General information
- Type: Country House
- Classification: Grade II listed building
- Location: Sidbury
- Town or city: Sidmouth
- Completed: 1879

Height
- Roof: Slate

Technical details
- Material: Redbrick
- Floor count: 2

Design and construction
- Architect(s): David Brandon

= Sidbury Manor =

Sidbury Manor is a privately owned 19th-century country mansion situated at Sidbury, Sidmouth, East Devon. It is a Grade II listed building. Built in 1879, the country house is a red brick building with a slate roof, including two towers, one square and the other octagonal. It is owned by the Cave baronets.

==House==
The original house at Sidbury was built in 1633, and was owned by the Guppy family. When the house burned down in the middle of the 19th century, the estate was sold to Cave family, who still own the house today. The present house was built in 1879, designed by David Brandon. It is a 2-story redbrick country house, cornered with hamstone quoins. The roof is slate, with Jacobean chimneys. The entrance is on the eastern aspect of the building, which also includes an octagonal tower. The tower has gargoyles in the shapes of dogs and griffins, as well as a lead roof topped by a weather vane. The entrance has a stone gable topped with a lion and finial. There is a 2 bay arcade with diamond block piers and 4 arches, which is then repeated in the conservatory which has a stone faced front. The conservatory's roof is supported by cast iron columns. The house has a second square tower with a French roof, and second weathervane. The house was designated Grade II listed status on 12 November 1973.

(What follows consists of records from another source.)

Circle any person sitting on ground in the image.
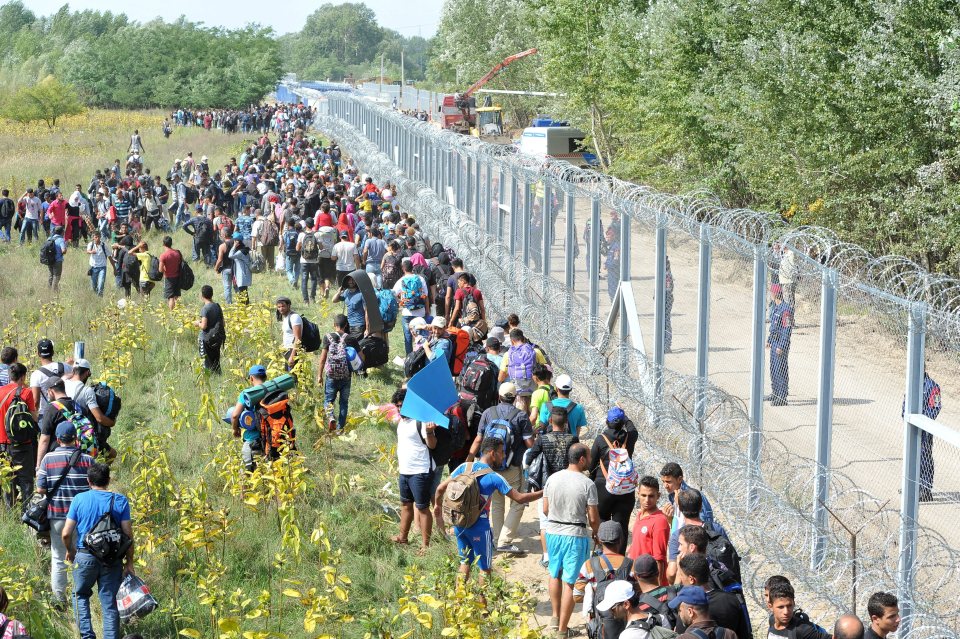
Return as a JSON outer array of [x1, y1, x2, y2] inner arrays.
[[434, 436, 542, 586]]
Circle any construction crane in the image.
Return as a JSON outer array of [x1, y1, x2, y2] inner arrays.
[[439, 48, 538, 139]]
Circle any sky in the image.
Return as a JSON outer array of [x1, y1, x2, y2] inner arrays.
[[15, 0, 445, 36]]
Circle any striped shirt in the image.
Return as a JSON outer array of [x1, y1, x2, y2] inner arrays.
[[35, 446, 93, 520]]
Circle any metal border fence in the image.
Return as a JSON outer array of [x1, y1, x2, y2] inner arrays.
[[302, 87, 960, 638]]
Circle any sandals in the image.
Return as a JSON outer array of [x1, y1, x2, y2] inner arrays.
[[390, 535, 409, 545]]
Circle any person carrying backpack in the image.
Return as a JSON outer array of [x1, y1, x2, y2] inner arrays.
[[466, 383, 534, 554], [393, 259, 429, 355], [229, 365, 267, 472], [41, 225, 68, 291], [435, 436, 542, 584], [595, 579, 678, 639], [587, 407, 639, 554], [667, 490, 735, 584], [676, 553, 752, 639], [282, 219, 301, 288], [498, 328, 550, 413], [29, 339, 73, 422], [62, 462, 135, 639], [537, 374, 587, 437], [457, 338, 501, 434], [0, 363, 38, 507], [317, 315, 358, 433], [526, 407, 579, 567], [575, 520, 632, 639], [766, 581, 830, 639]]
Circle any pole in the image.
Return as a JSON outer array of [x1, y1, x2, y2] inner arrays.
[[811, 267, 838, 568], [898, 302, 927, 637], [400, 49, 405, 106], [542, 183, 552, 279], [748, 245, 768, 508], [565, 192, 576, 290], [653, 222, 667, 407], [379, 54, 384, 99], [694, 224, 712, 468], [509, 174, 518, 255], [588, 197, 601, 342]]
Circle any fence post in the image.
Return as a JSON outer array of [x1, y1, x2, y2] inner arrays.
[[588, 197, 601, 342], [522, 176, 532, 268], [465, 156, 473, 219], [748, 245, 768, 508], [542, 183, 552, 281], [565, 192, 576, 290], [653, 221, 667, 373], [812, 267, 838, 569], [474, 157, 482, 224], [694, 224, 712, 473], [509, 174, 518, 255], [498, 168, 506, 240], [898, 302, 927, 636]]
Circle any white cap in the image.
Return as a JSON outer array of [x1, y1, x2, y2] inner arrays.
[[499, 382, 517, 398], [409, 317, 427, 331], [556, 374, 573, 391], [73, 358, 92, 371], [596, 580, 635, 612], [431, 316, 447, 329]]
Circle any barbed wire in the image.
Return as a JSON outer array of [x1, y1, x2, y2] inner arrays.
[[314, 110, 960, 639]]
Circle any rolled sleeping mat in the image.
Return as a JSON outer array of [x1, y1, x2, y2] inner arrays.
[[348, 268, 385, 334], [240, 373, 297, 407]]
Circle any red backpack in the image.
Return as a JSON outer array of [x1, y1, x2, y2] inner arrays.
[[446, 326, 471, 376]]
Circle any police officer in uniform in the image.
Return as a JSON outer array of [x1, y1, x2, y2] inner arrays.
[[903, 371, 942, 502], [766, 284, 793, 406]]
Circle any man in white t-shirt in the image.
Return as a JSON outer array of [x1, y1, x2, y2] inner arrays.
[[332, 230, 358, 287], [316, 224, 338, 298], [390, 388, 437, 551], [29, 339, 73, 420], [276, 296, 302, 371], [392, 259, 429, 355], [63, 359, 117, 460], [19, 188, 41, 244]]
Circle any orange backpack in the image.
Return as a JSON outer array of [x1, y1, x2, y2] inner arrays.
[[259, 392, 296, 459], [446, 326, 471, 376]]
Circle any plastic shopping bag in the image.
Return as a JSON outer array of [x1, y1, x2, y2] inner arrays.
[[116, 573, 157, 622]]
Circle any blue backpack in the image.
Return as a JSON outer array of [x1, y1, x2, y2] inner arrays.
[[484, 405, 516, 470], [377, 288, 399, 325], [399, 275, 425, 310]]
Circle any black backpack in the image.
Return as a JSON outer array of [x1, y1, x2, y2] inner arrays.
[[83, 492, 132, 565], [177, 253, 195, 290], [184, 186, 199, 204], [39, 237, 58, 265], [705, 524, 742, 582], [92, 382, 122, 421], [196, 217, 213, 242], [586, 554, 633, 639], [359, 335, 389, 369], [298, 316, 322, 352], [458, 355, 498, 410], [637, 587, 680, 630], [404, 347, 429, 379], [417, 412, 465, 468], [148, 255, 162, 282], [4, 386, 37, 445]]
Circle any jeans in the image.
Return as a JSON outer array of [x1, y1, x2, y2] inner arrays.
[[221, 269, 234, 304], [324, 377, 351, 430], [301, 262, 319, 303], [0, 218, 10, 241], [90, 266, 106, 296], [73, 551, 123, 639], [19, 217, 38, 244], [50, 518, 68, 603], [285, 255, 301, 287], [48, 262, 64, 289], [365, 263, 382, 288], [401, 315, 417, 355]]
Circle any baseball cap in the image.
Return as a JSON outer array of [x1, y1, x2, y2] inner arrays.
[[232, 232, 242, 240], [607, 407, 626, 425], [73, 358, 92, 372], [668, 585, 709, 609], [499, 382, 517, 399], [597, 520, 623, 543], [485, 337, 502, 350], [633, 554, 659, 579], [555, 374, 573, 392], [431, 316, 447, 329], [275, 296, 292, 305], [340, 230, 349, 238], [596, 580, 635, 612], [248, 364, 267, 378], [409, 317, 428, 331], [37, 339, 54, 358], [55, 421, 77, 441]]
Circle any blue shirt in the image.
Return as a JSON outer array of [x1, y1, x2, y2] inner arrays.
[[342, 288, 365, 327], [538, 397, 587, 435], [667, 520, 730, 561], [449, 461, 512, 533], [66, 489, 131, 550], [429, 337, 452, 364], [667, 479, 717, 533], [235, 214, 254, 241], [51, 234, 67, 263]]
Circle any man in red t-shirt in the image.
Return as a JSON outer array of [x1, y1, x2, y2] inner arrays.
[[314, 203, 335, 230], [628, 475, 671, 585], [0, 362, 39, 506], [158, 235, 183, 310], [449, 273, 487, 328]]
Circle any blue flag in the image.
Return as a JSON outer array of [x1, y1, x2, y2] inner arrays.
[[401, 355, 459, 428]]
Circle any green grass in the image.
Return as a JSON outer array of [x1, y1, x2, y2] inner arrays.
[[0, 112, 543, 639]]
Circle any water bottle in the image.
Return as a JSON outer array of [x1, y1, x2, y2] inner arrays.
[[74, 341, 85, 360]]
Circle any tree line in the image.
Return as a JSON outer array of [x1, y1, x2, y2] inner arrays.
[[429, 0, 960, 275]]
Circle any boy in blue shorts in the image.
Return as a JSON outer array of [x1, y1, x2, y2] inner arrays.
[[434, 436, 542, 583]]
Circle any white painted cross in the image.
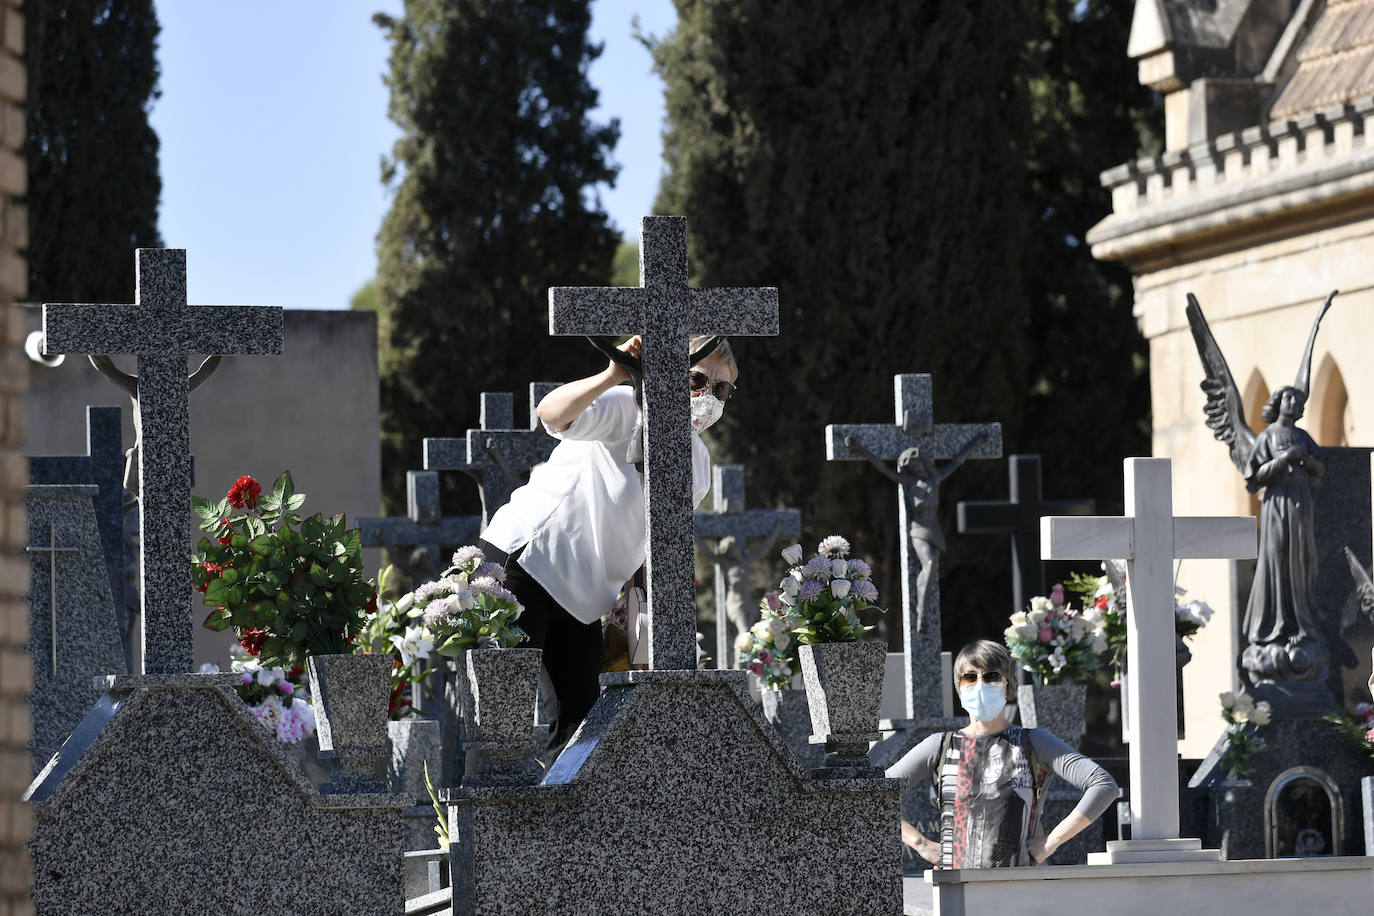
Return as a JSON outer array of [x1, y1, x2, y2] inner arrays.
[[1041, 457, 1255, 863], [549, 216, 779, 670]]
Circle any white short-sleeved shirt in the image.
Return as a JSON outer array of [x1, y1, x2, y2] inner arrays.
[[481, 385, 711, 623]]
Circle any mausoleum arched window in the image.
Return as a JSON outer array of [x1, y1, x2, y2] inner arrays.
[[1310, 353, 1350, 447]]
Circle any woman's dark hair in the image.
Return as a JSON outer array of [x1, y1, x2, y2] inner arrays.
[[953, 639, 1017, 700]]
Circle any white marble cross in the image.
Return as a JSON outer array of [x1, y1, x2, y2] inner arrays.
[[1041, 457, 1255, 863], [549, 216, 779, 670], [42, 249, 284, 673]]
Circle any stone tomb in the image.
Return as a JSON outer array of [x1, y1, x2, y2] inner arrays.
[[24, 484, 124, 772], [26, 249, 408, 911], [443, 217, 900, 914]]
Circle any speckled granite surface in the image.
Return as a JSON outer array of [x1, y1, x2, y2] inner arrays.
[[25, 679, 407, 913], [445, 670, 901, 914]]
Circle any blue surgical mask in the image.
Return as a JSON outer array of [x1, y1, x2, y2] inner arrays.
[[959, 682, 1008, 723]]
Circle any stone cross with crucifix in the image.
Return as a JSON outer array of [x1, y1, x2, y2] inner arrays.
[[358, 469, 481, 580], [826, 374, 1002, 721], [424, 383, 560, 527], [42, 249, 284, 673], [693, 464, 801, 668], [1042, 457, 1254, 863], [956, 454, 1096, 615], [549, 215, 778, 670]]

David Cave of Cleve Hill, Gloucestershire, acquired land in and about fashionable Sidmouth in the mid-1800s. His son Rt Hon Stephen Cave was Member of Parliament for New Shoreham 1859 -1880 and was twice Postmaster General. Cave who died in 1880 never lived there but bequeathed the house and the estate of some 3800 acres to his younger brother Charles who in 1896 was created the first of the Cave baronets.